RBF communication overhead
MPI communication overhead of the RBF-FD SWE solver using the same Cirrascale GX-8 multi-GPU system with eight Nvidia K40 GPUs. The solver demonstrates excellent scaling with less than 7% of the time spent in MPI communication and getting close to 1 TFLOPS of performance on a single multi-GPU system.

Radial basis functions (RBFs) offer a novel numerical approach for solving partial differential equations to high accuracy. Being a meshless method, RBFs excel in solving problems that require geometric flexibility and local refinement for small features. Further, RBFs require very little increase in programming complexity when problems are extended to higher dimensional spaces. In particular, the RBF-generated finite differences (RBF-FD) approach has allowed the RBF method to become computationally cost-effective in terms of scalability, memory, and runtime for solving systems of PDEs.

The localized and accurate nature of the RBF-FD method:

  • Leads to matrices that are over 99% empty.

  • Allows it to scale as O(N) per time step, with N being with the total number of nodes.

  • Makes it highly suitable for parallelization on accelerator-based computer architectures.

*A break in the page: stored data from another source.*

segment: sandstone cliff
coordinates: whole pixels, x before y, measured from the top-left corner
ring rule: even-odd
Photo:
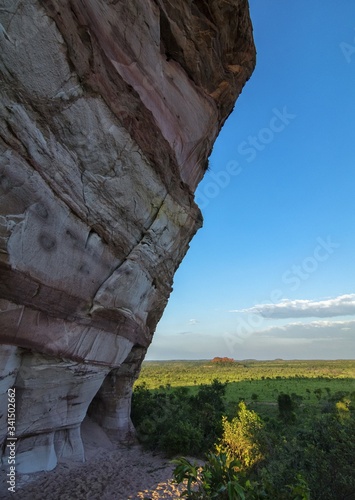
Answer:
[[[0,440],[83,460],[132,384],[201,226],[194,190],[254,68],[246,0],[3,0]]]

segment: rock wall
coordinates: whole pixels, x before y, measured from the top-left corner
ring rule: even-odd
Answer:
[[[250,77],[246,0],[3,0],[0,439],[18,472],[127,441],[132,384],[202,224],[213,142]]]

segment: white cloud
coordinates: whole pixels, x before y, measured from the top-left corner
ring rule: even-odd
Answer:
[[[355,340],[355,320],[351,321],[312,321],[301,323],[299,321],[283,326],[270,326],[256,332],[255,337],[267,338],[292,338],[310,340]]]
[[[355,315],[355,294],[319,301],[284,299],[278,304],[257,304],[248,309],[231,312],[259,314],[263,318],[330,318]]]
[[[199,321],[197,321],[197,319],[190,319],[188,323],[189,323],[189,325],[197,325],[197,323],[199,323]]]
[[[231,342],[234,358],[239,350],[258,353],[261,359],[352,359],[355,320],[293,322],[252,333],[241,344]]]

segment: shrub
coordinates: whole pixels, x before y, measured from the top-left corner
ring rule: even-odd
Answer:
[[[178,484],[185,482],[182,496],[188,500],[310,500],[307,482],[300,473],[281,492],[273,488],[267,473],[261,474],[259,480],[251,480],[240,471],[238,460],[231,461],[224,453],[209,453],[202,467],[184,457],[172,463],[174,480]]]
[[[217,453],[225,453],[231,461],[238,460],[243,470],[253,467],[263,458],[263,423],[257,413],[248,410],[244,402],[239,403],[237,416],[231,421],[222,418],[222,427],[223,434],[216,445]]]
[[[296,419],[294,409],[295,403],[289,394],[279,394],[277,397],[279,415],[285,422],[294,422]]]
[[[132,422],[146,447],[169,456],[202,456],[222,433],[226,384],[214,380],[196,395],[183,387],[149,391],[137,386],[132,398]]]
[[[173,475],[177,483],[187,481],[182,496],[189,500],[239,500],[245,499],[243,477],[238,475],[239,462],[229,460],[224,453],[209,453],[203,467],[184,457],[172,461],[176,467]]]

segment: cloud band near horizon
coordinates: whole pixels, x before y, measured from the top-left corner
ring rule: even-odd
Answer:
[[[340,295],[326,300],[288,300],[278,304],[257,304],[248,309],[231,312],[258,314],[263,318],[331,318],[355,315],[355,294]]]

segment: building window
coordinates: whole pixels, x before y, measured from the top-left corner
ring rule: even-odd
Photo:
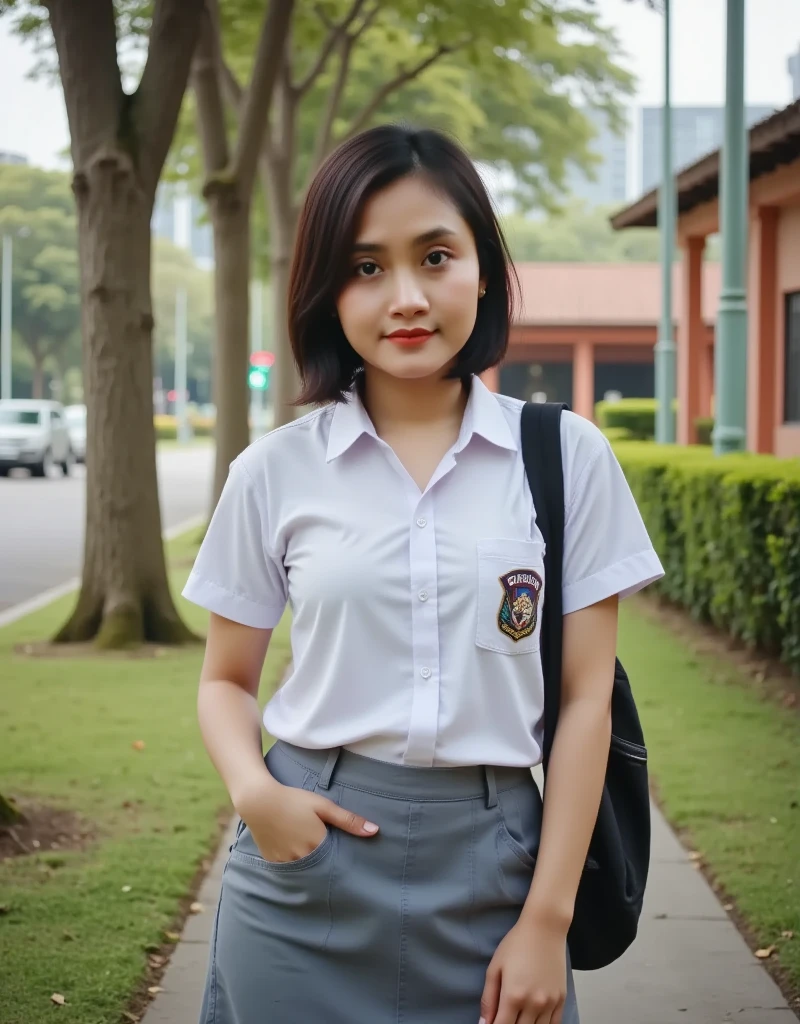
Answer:
[[[800,423],[800,292],[786,296],[784,422]]]

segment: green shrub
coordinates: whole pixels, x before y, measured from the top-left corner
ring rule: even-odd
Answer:
[[[800,460],[614,447],[664,565],[659,591],[800,670]]]
[[[156,428],[156,439],[159,441],[175,441],[178,437],[178,421],[174,416],[157,415],[153,417]],[[213,437],[214,420],[202,416],[191,419],[192,433],[195,437]]]
[[[633,435],[627,427],[603,427],[603,433],[616,444],[617,441],[632,441]]]
[[[694,421],[698,444],[711,444],[711,432],[714,429],[713,416],[698,416]]]
[[[621,398],[618,402],[598,402],[595,419],[602,430],[622,427],[636,440],[652,440],[656,433],[656,400]]]

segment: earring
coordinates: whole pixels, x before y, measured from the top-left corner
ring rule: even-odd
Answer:
[[[485,294],[486,294],[486,289],[485,288],[481,288],[481,290],[478,292],[478,298],[482,299]]]

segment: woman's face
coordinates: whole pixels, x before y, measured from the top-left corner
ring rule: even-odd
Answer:
[[[441,377],[472,333],[482,287],[469,225],[414,176],[366,203],[336,307],[368,367],[408,380]]]

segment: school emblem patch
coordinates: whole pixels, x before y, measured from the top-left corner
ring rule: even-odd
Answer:
[[[503,601],[497,613],[497,625],[501,633],[517,643],[536,629],[542,578],[532,569],[514,569],[499,579]]]

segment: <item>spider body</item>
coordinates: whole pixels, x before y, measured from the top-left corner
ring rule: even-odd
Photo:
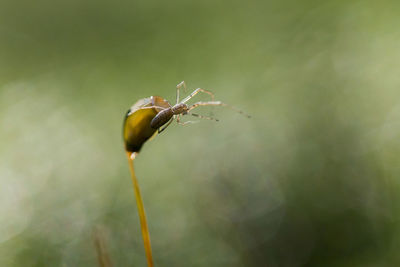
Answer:
[[[174,115],[185,115],[188,109],[188,106],[183,103],[178,103],[175,106],[164,109],[151,120],[150,127],[153,129],[159,129],[161,126],[169,122]]]

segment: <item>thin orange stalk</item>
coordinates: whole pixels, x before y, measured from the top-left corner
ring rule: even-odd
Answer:
[[[136,152],[134,152],[134,153],[126,152],[126,155],[128,156],[129,169],[131,171],[131,177],[132,177],[132,182],[133,182],[133,190],[135,191],[136,204],[137,204],[138,212],[139,212],[139,219],[140,219],[140,226],[142,228],[144,250],[146,251],[147,266],[153,267],[154,265],[153,265],[153,256],[151,253],[149,227],[147,225],[146,213],[144,211],[142,195],[140,194],[139,183],[138,183],[136,175],[135,175],[135,169],[133,168],[133,160],[135,159],[134,156],[136,155]]]

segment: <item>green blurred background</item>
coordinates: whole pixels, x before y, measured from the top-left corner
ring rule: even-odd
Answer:
[[[182,80],[253,117],[144,145],[156,266],[399,266],[399,8],[2,0],[0,266],[146,265],[122,121]]]

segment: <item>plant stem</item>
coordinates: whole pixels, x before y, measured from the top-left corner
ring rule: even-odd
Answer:
[[[154,265],[153,265],[153,256],[151,253],[149,227],[147,225],[146,213],[144,211],[143,200],[142,200],[142,196],[140,194],[139,183],[138,183],[136,175],[135,175],[135,169],[133,168],[134,158],[132,158],[132,154],[133,153],[131,153],[131,152],[126,152],[126,155],[128,156],[129,169],[131,171],[133,190],[135,191],[136,204],[137,204],[138,212],[139,212],[140,226],[142,228],[144,250],[146,251],[146,258],[147,258],[147,266],[153,267]]]
[[[100,227],[96,227],[93,231],[94,245],[96,247],[97,259],[100,267],[112,267],[110,255],[106,246],[104,233]]]

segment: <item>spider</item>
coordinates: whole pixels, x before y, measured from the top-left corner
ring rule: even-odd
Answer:
[[[181,122],[180,119],[183,115],[192,115],[195,117],[198,117],[200,119],[208,119],[208,120],[215,120],[218,121],[218,119],[208,117],[208,116],[203,116],[199,115],[196,113],[192,113],[191,111],[199,106],[223,106],[223,107],[229,107],[232,110],[239,112],[240,114],[243,114],[244,116],[250,118],[250,115],[245,114],[243,111],[232,107],[228,104],[225,104],[221,101],[215,101],[214,100],[214,94],[211,93],[210,91],[207,91],[202,88],[197,88],[194,90],[190,95],[182,99],[182,101],[179,101],[179,91],[181,88],[184,88],[186,90],[186,84],[184,81],[180,82],[176,86],[176,104],[174,106],[169,105],[169,107],[160,107],[160,106],[149,106],[149,107],[144,107],[144,108],[157,108],[160,109],[161,111],[158,112],[158,114],[151,120],[150,122],[150,127],[153,129],[157,129],[158,133],[161,133],[164,131],[170,124],[171,122],[176,119],[176,122],[180,125],[185,125],[188,123],[193,123],[192,121],[187,121],[187,122]],[[205,102],[196,102],[192,105],[187,105],[186,102],[188,102],[190,99],[192,99],[195,95],[198,93],[205,93],[211,96],[211,101],[205,101]]]

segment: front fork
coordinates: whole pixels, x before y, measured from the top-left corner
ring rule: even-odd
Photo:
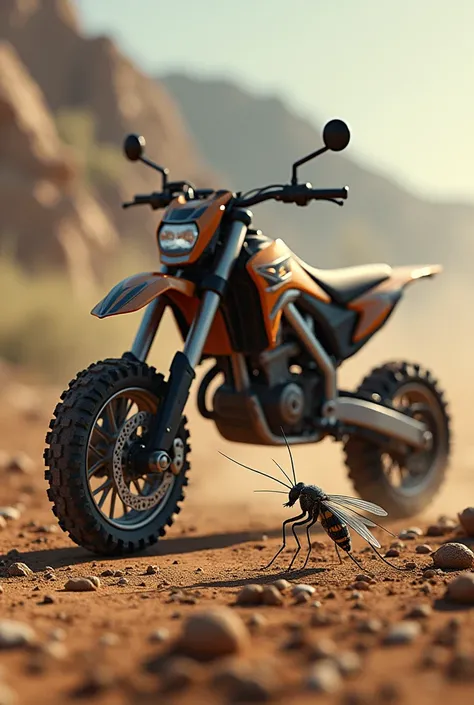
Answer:
[[[171,363],[166,394],[150,428],[146,449],[149,471],[163,472],[172,462],[170,449],[181,423],[191,384],[196,376],[195,368],[201,360],[221,297],[251,223],[249,211],[239,210],[232,215],[233,221],[214,273],[202,282],[201,304],[189,329],[184,349],[175,354]],[[156,299],[145,311],[131,350],[139,360],[145,361],[150,351],[163,310],[163,303],[160,299]]]

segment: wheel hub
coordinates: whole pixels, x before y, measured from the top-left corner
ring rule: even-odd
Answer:
[[[151,418],[152,415],[147,411],[139,411],[124,423],[115,442],[112,460],[113,477],[120,499],[127,506],[140,512],[147,511],[155,507],[163,499],[170,485],[173,483],[173,472],[169,472],[166,469],[161,470],[160,474],[162,475],[162,481],[159,487],[152,494],[137,495],[131,492],[130,488],[127,486],[126,476],[131,446],[136,443],[137,429],[142,428],[146,431],[149,427]],[[184,444],[182,457],[184,458]]]

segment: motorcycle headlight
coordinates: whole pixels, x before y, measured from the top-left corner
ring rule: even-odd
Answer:
[[[181,255],[191,252],[199,235],[195,223],[171,225],[164,223],[158,234],[161,250],[170,255]]]

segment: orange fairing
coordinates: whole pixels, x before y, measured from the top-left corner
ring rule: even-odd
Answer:
[[[192,220],[196,223],[199,229],[199,236],[191,252],[185,256],[182,253],[176,255],[173,255],[172,252],[165,253],[160,248],[160,259],[164,264],[193,264],[201,257],[220,225],[226,204],[232,198],[230,191],[225,191],[224,193],[221,191],[219,193],[220,195],[214,193],[209,198],[196,201],[186,201],[182,196],[179,196],[171,202],[163,214],[162,222],[171,220],[176,223],[184,222],[178,219],[175,220],[173,214],[178,210],[189,210],[191,212],[187,215],[186,221]],[[197,217],[194,217],[193,210]]]
[[[165,295],[183,314],[191,325],[196,316],[200,301],[195,296],[195,286],[186,279],[179,279],[158,272],[135,274],[119,282],[107,296],[95,306],[91,313],[97,318],[107,318],[121,313],[138,311],[158,296]],[[220,311],[214,319],[203,350],[205,355],[230,355],[227,328]]]
[[[268,247],[257,252],[247,262],[247,270],[260,295],[265,328],[272,348],[277,343],[282,316],[282,309],[278,306],[278,302],[287,291],[290,289],[301,291],[326,303],[331,300],[293,259],[291,250],[283,240],[275,240]]]
[[[354,343],[374,333],[388,317],[398,301],[399,294],[408,284],[423,277],[432,277],[442,271],[441,265],[395,267],[389,279],[354,299],[348,308],[359,313],[353,335]]]

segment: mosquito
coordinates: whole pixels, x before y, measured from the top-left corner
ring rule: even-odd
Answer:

Development in FY2016 focused on parallelization for computer architectures using hardware accelerators. Scalability, performance, and portability are essential when developing HPC algorithms. Many of the current standard atmospheric models lack particularly in the aspect of portability. In developing the RBF-FD solver for the shallow water equations (SWE) on the sphere, RBF development targeted today's three dominant HPC architectures: Intel Multicore, Intel Manycore, and Nvidia GPUs. To tackle portability of the solver on all three architectures, the directive-based OpenACC and OpenMP languages for simple shared memory parallelization were used. MPI was used for distributed-memory parallelization to address the scalability of the solver. This allowed for a single-source implementation requiring only a simple recompilation to run on practically any HPC system today.

Excellent performance was demonstrated on the Intel Multicore and Manycore systems. However, with regard to MPI implementation, optimizing GPU systems presented the most challenging task. The figures above show the high performance – close to 1 TFLOPS – and the minimal MPI communication overhead – less than 7% – of the RBF-FD SWE solver on a eight-GPU system.

This work advances CISL’s scientific efforts to develop scalable algorithms for atmospheric modeling on massively parallel and accelerator-based computer architectures. Development of numerical algorithms based on meshless methods for atmospheric modeling at NCAR is supported by NSF Core funds.